FIRST AMENDMENT TO CREDIT AGREEMENT

THIS FIRST AMENDMENT TO CREDIT AGREEMENT (this "Amendment"), dated as of January 18, 2008, is entered into among AMERICAN FINANCIAL GROUP, INC., an Ohio corporation ("AFG"), and AAG HOLDING COMPANY, INC., an Ohio corporation ("AAG") (AFG and AAG are hereinafter referred to collectively as the "Borrowers"), the lenders listed on the signature pages hereof as Lenders (the "Lenders"), and BANK OF AMERICA, N.A., as Administrative Agent.

BACKGROUND

    1. The Borrowers, the Lenders, and the Administrative Agent are parties to that certain Credit Agreement, dated as of March 29, 2006 (the "Credit Agreement"). The terms defined in the Credit Agreement and not otherwise defined herein shall be used herein as defined in the Credit Agreement.
    2. The Borrowers have requested certain amendments to the Credit Agreement.
    3. NOW, THEREFORE, in consideration of the covenants, conditions and agreements hereafter set forth, and for other good and valuable consideration, the receipt and adequacy of which are all hereby acknowledged, the Borrowers, the 77enders and the Administrative Agent covenant and agree as follows:

      1. AMENDMENTS.
        1. The defined term "AFG Consolidated Net Worth" set forth in Section 1.01 of the Credit Agreement is hereby amended to read as follows:
        2. "AFG Consolidated Net Worth" means, on any date, the amount reported by AFG, determined in accordance with GAAP on a consolidated basis, as "Total Shareholders' Equity" on its Form 10-K or Form 10-Q, but excluding (a) all amounts in respect of unrealized gains or losses recorded pursuant to FAS 115 and (b) any mandatorily redeemable capital stock (or redeemable shares of other beneficial interest), in each case as determined in accordance with GAAP and Section 7.10.

        3. The defined term "AFG Consolidated Total Financing Debt" set forth in Section 1.01 of the Credit Agreement is hereby amended to read as follows:
        4. "AFG Consolidated Total Financing Debt" means, on any date, on a consolidated basis determined in accordance with GAAP and Section 7.10 for AFG and its Subsidiaries (a) the sum of (i) indebtedness for borrowed money, or indebtedness evidenced by notes, debentures, Capitalized Leases, guarantees (excluding guarantees of indebtedness already included as Indebtedness) or similar instruments, (ii) indebtedness for the deferred purchase price of assets (other than the normal trade accounts payable), and (iii) indebtedness in respect of mandatory redemption or dividend rights related to an Equity Interest, but (b) excluding (i) any collateralized debt obligation fund managed by AFG which is listed on Schedule 1.01 and which Indebtedness in this clause (b) is carried as "Long Term Debt - Variable Interest Entities" on AFG's balance sheet from time to time in accordance with GAAP, and (ii) Non-Recourse Real Estate Indebtedness of AFG and its Subsidiaries.
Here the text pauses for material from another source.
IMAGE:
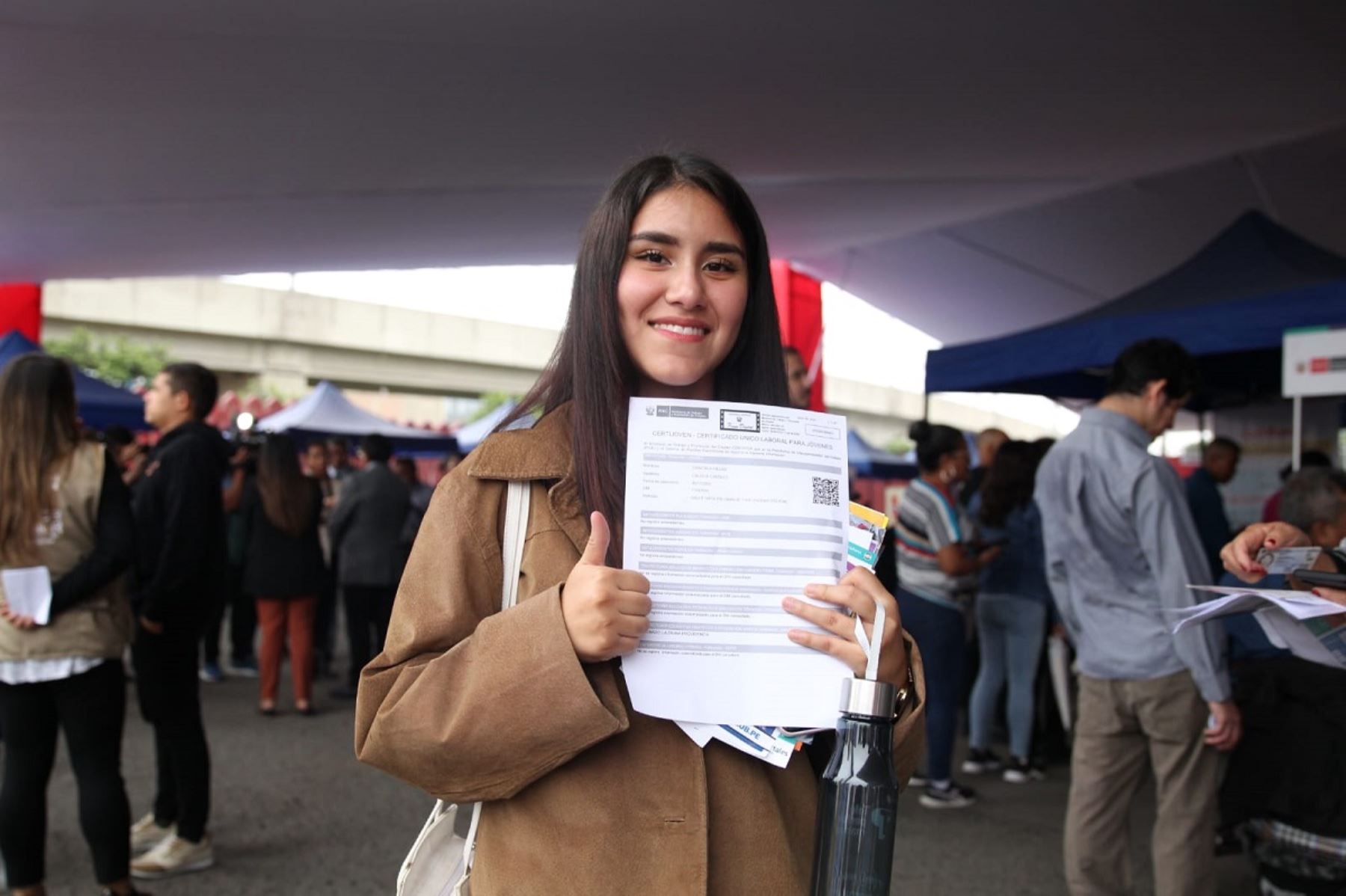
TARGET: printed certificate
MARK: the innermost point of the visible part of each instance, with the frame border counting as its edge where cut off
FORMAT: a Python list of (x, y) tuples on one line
[(730, 509)]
        5. The defined terms "GAFRI Consolidated Financing Debt" and "GAFRI Consolidated Net Worth" set forth in Section 1.01 of the Credit Agreement are hereby deleted.
        6. The following defined terms are hereby added to Section 1.01 of the Credit Agreement in proper alphabetical order:
        7. "First Amendment Date" means January 18, 2008.

          "Hybrid Securities" has the meaning specified in the last paragraph of Section 7.10.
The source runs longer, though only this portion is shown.